Testujemy Kholat - polski horror i symulator eksploracji... góry

W Bielsku-Białej powstaje horror inspirowany Dear Esther i tajemniczą tragedią sprzed lat. Czego można spodziewać się po Kholacie? Graliśmy, więc możemy udzielić odpowiedzi.

Szymon Liebert

„Wciśnij dowolny przycisk” – taką informacją powitał mnie ekran główny. Chwilę później znalazłem się na pokrytej śniegiem polanie u stóp sporej góry. Na nocnym niebie wisiał olbrzymi księżyc, a w uszach dudnił mi silny, przeszywający wiatr. Zrobiłem parę kroków – śnieg zaskrzypiał niepokojąco. Nagle kilka metrów przede mną zamajaczyła płonąca istota. Zjawisko trwało ledwie sekundy, ale i tak zdążyło rozpalić moją ciekawość. Co tu się dzieje? Dlaczego widzę takie rzeczy? No i przede wszystkim – czym jest Kholat, horror zapowiedziany jeszcze w 2013 roku, ale wciąż pełen niewiadomych?

Po odpowiedź na to pytanie udaliśmy się do Bielska-Białej, gdzie miałem okazję przejść powyższy fragment i wiele innych scen z gry. Tutaj też spotkałem się z ekipą IMGN.pro, miejscową firmą wydawniczą i od niedawna deweloperską (mającą na koncie chociażby wydanie Euro Truck Simulatora 2 i Spintires). Pierogi, kwaśnica, łosoś i wódka – tym producenci poczęstowali mnie i kilku innych polskich oraz zagranicznych dziennikarzy w lokalnej karczmie. Niestety, przybyłem na pokaz samochodem, więc musiałem zrezygnować z napitku.

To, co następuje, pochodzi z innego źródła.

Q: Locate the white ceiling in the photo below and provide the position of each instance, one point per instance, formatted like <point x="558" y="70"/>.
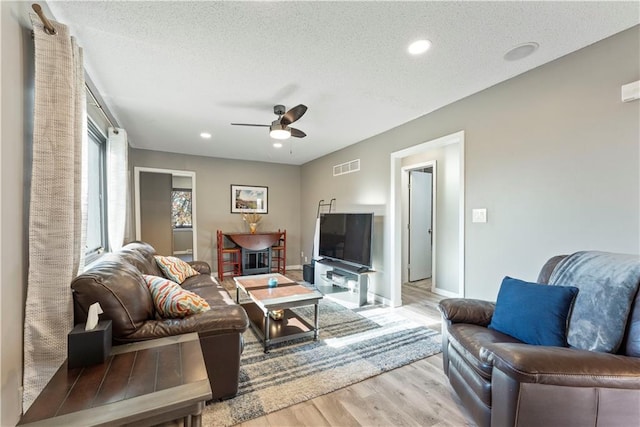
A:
<point x="171" y="70"/>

Dzięki temu miałem jaśniejszy umysł przed wyruszeniem w góry i powiem wam jedno: w tych górach dzieją się dziwne rzeczy.

Fikcja z cząstką historii

Warto zacząć od tego, co już prawdopodobnie wiecie – Kholat nawiązuje do pewnej tajemniczej tragedii sprzed lat. Chodzi o wydarzenia, jakie miały miejsce w północnej części Uralu, gdzie w 1959 roku odnaleziono zwłoki dziewięciu radzieckich alpinistów z grupy dowodzonej przez niejakiego Diatłowa. Do dzisiaj nie wyjaśniono, co się z nimi stało, chociaż teorii na ten temat jest wiele. Tak naprawdę nie musicie sobie nimi zawracać głowy, bo autorzy przypominają najważniejsze informacje w krótkim wprowadzeniu. Co istotniejsze, interesują ich bardziej legendy i mity, jakie narosły wokół tak zwanej Przełęczy Diatłowa, niż próba odkrycia prawdy. Ostatecznie znajdziemy tu opowieść w opowieści – inne, poboczne wątki, ukryte gdzieś pomiędzy wierszami. Być może okażą się one ciekawsze od samego gdybania, co takiego miało wówczas miejsce.

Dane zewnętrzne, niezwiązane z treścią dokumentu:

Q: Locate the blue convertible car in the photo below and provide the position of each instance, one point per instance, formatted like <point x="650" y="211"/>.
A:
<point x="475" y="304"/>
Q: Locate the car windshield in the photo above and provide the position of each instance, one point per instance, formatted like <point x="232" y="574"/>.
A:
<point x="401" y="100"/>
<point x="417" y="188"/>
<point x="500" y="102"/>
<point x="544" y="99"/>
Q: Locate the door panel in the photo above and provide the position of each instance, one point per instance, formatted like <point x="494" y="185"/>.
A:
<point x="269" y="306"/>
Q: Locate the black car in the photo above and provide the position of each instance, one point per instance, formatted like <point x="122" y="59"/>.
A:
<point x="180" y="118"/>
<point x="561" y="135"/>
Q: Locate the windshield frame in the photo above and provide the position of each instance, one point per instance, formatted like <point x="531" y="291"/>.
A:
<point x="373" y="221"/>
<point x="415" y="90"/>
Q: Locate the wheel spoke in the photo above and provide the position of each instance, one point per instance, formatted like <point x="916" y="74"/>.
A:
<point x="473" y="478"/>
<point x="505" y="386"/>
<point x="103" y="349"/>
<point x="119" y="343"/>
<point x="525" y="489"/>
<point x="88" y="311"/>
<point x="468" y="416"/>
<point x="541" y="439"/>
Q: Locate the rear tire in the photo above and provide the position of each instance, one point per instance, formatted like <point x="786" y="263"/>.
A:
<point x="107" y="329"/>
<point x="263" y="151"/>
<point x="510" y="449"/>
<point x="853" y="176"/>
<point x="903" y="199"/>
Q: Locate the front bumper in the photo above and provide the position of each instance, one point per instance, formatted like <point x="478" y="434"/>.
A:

Wróćmy jeszcze na chwilę do owej feralnej wyprawy z 1959 roku. Zastanawiałem się, jak autorzy podejdą do historycznego tła, nie tylko w kontekście próby ujawnienia „prawdziwego” przebiegu zdarzeń. „To nie jest gra dokumentalna” – wyjaśnił mi w rozmowie Łukasz Kubiak, scenarzysta i współwłaściciel IMGN.pro. Producent dodał, że pewne sytuacje i lokacje powstały na bazie prawdziwych odpowiedników, ale poza tym tytuł stanowi czystą fikcję. Szybko się o tym przekonałem, zagłębiając się coraz bardziej w lokalnym folklorze, pełnym mistyki, okultyzmu i wyjątkowo niebezpiecznej żółtej mgły...

Chodzenie i uciekanie

Zaczęło się przyziemnie – od chodzenia. IMGN.pro nie kryje, że inspiracją dla Kholata jest Dear Esther. W grze bielszczan przedzieramy się przez kolejne sekcje mapy, szukając ciekawych miejsc, słuchając wypowiedzi narratorów i przede wszystkim czytając notatki. Tych będzie kilkadziesiąt, w tym szesnaście głównych, składających się na centralny wątek fabuły. Teksty znajdują się w mniej lub bardziej ukrytych miejscach i często inicjują pewne wydarzenia. Jak na przykład pojawienie się wspomnianych oparów.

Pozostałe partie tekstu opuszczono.